Si les valeurs du judaïsme sont universelles, il faut tout d'abord en prendre connaissance ; ensuite, il faut admettre que le judaïsme ne peut se passer d'être universel. Soyons clairs : il n'y a pas de judaïsme autre qu'universel. Les juifs qui pensent qu'un monde dans lequel tous les juifs étudieraient la Tora – sans se soucier du reste du monde – serait un monde parfait, ignorent un pan entier et combien important de leur Bible. D'autre part, les non juifs qui croient n'avoir aucun lien avec la Bible et les juifs méconnaissent la raison pour laquelle le Créateur les a mis au monde. Si nous pouvons déclarer que les valeurs du judaïsme sont universelles, c'est que ses valeurs ont été proclamées au Mont Sinaï et qu'il ne s'agit en aucune façon d'un ajout récent. Il est ironique d'entendre ceux pour lesquels la religion et l'idée de D-ieu rendent mal à l'aise, affirmer l'importance de valeurs universelles. Qu'il s'agisse de la dignité humaine, “fondement de la liberté, de la justice et de la paix dans le monde” (Charte de l'ONU) ; des enfants et de “l'intérêt supérieur [qui en fait] une considération primordiale” (Droits des enfants – UNICEF) et des autres valeurs que le monde devrait partager, toutes ces valeurs sont apparues avec la Bible.
À y réfléchir, cela n'est pas surprenant. Qui pourrait sur terre prétendre avoir une vision tellement profonde et puissante qu'il pourrait décréter ce qui représente le bien ultime de l'humanité ? De fait, l'histoire nous montre que chaque époque, chaque culture, chaque pays, tend à vouloir imposer sa vison du monde… jusqu'à ce qu'une nouvelle puissance apparaisse et prône à son tour une vision prétendument universelle. Ainsi, au “rien de nouveau sous le soleil” biblique, s'oppose l'éternel renouvellement de valeurs pour chaque génération. Il y a un siècle, les “chartes universelles” et autres “déclarations de principe” n'existaient pas. Qu'en sera-t-il dans un siècle ? Quelles nouvelles valeurs “universelles” auront-elles proéminence ? La description du judaïsme et de ses valeurs prendrait plusieurs milliers de pages d'écriture. Ces idées sont sur terre depuis plusieurs milliers d'années et méritent d'être étudiées avec sérieux. De fait, la plupart des déclarations de principes universels (ONU, UNICEF…) puisent à la source biblique. Si ces idées sont censées s'adresser à l'ensemble de l'humanité, leur intérêt n'en est que multiplié.

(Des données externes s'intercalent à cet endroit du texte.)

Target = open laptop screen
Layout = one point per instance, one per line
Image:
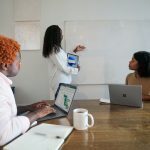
(65, 96)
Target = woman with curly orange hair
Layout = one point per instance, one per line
(12, 125)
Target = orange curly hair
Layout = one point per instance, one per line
(8, 50)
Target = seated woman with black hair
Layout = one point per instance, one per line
(140, 63)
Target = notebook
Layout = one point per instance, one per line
(63, 100)
(42, 137)
(73, 60)
(130, 95)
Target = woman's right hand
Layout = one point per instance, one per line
(45, 111)
(78, 67)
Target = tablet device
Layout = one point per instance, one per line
(73, 60)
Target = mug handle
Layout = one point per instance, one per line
(92, 121)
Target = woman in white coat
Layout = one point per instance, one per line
(59, 71)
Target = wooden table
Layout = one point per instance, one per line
(116, 127)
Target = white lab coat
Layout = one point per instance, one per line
(59, 71)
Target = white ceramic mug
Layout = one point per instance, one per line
(80, 119)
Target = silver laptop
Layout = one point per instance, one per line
(130, 95)
(63, 100)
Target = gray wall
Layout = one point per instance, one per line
(32, 81)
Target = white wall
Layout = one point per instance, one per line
(32, 81)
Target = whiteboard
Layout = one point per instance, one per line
(110, 46)
(27, 33)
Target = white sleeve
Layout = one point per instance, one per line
(11, 126)
(62, 65)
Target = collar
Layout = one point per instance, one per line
(5, 78)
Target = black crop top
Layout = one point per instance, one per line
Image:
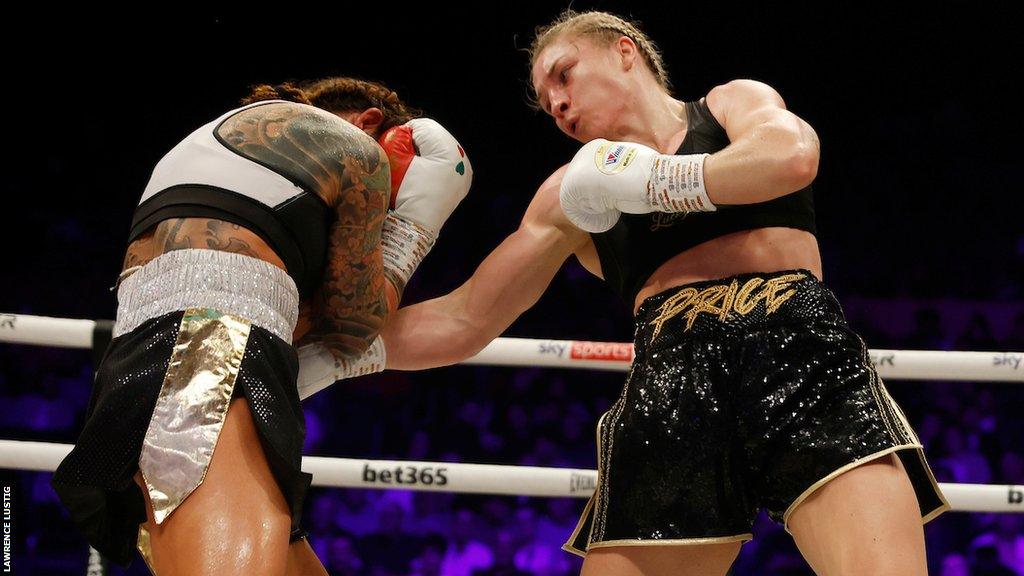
(638, 244)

Voici le paradoxe millénaire auquel nous faisons face : une religion réputée pour sa misanthropie, pour son amour de la séparation et pour le secret de ses rites et en fait une religion dont l'essence même est cosmopolite. Le fait d'avoir “accouché” des deux religions les plus importantes du monde actuel – le christianisme et l'islam – n'est certes pas anodin. Ce paradoxe fait suite au plus grand détournement spirituel de l'humanité : celui effectué par l'Église de Rome qui a répandu à force coup de Croisades l'idée d'universalisme, au point d'en être considérée comme la mère. Ne soyons pas mal compris : nous sommes enchantés de constater que grâce à l'Église, certaines valeurs morales ont atteint des régions du monde où elles étaient auparavant entièrement étrangères. Entendre réciter les Psaumes du Roi David dans chaque continent du monde ne peut que ravir le cœur des juifs. Considérer les planètes pour ce qu'elles sont plutôt que pour des divinités est un progrès qu'il faut apprécier à sa juste valeur. Cependant, lorsque le crédit est donné à la mauvaise personne, il faut s'insurger. L'élève qui répète la leçon de son maître n'est pas plus sage que ce dernier. À plus forte raison si la leçon est déformée, modifiée et qu'elle adopte des principes que le maître renie.
La question se pose ainsi : le judaïsme étant universel, pour quelle raison le monde n'en a retenu jusqu'à ce jour que son aspect sectaire ? Afin de répondre à cette question, nous ferons appel à l'histoire : celle des hommes et celle de la doctrine juive. Tout d'abord l'histoire des hommes. Il n'est pas facile d'échanger de grandes idées lorsqu'on vous frappe. L'histoire du peuple juif est remplie d'actes vils dont les juifs ont été victimes, de pogroms et autres drames qui ont culminés avec la Choah. Dans ce contexte, qui peut prétendre avoir tendu une oreille attentive à ce que disaient les juifs ? Qui peut laisser croire qu'il était désireux de connaître la véritable nature du message de la doctrine de Moché (Moïse) ? Cependant, un regard sincère sur cette doctrine permet de constater qu'elle est destinée à deux groupes de personnes:
1) Un groupe restreint – les prêtres – qui ont la responsabilité d'assurer le service de D-ieu sur terre. Ce groupe, ce sont les juifs. Le nombre et la nature de leurs commandements ne leur permettant de les compromettre, il était indispensable – vital – que ce groupe se sépare d'une société hostile. Quelque fois, la retraite assure la survie.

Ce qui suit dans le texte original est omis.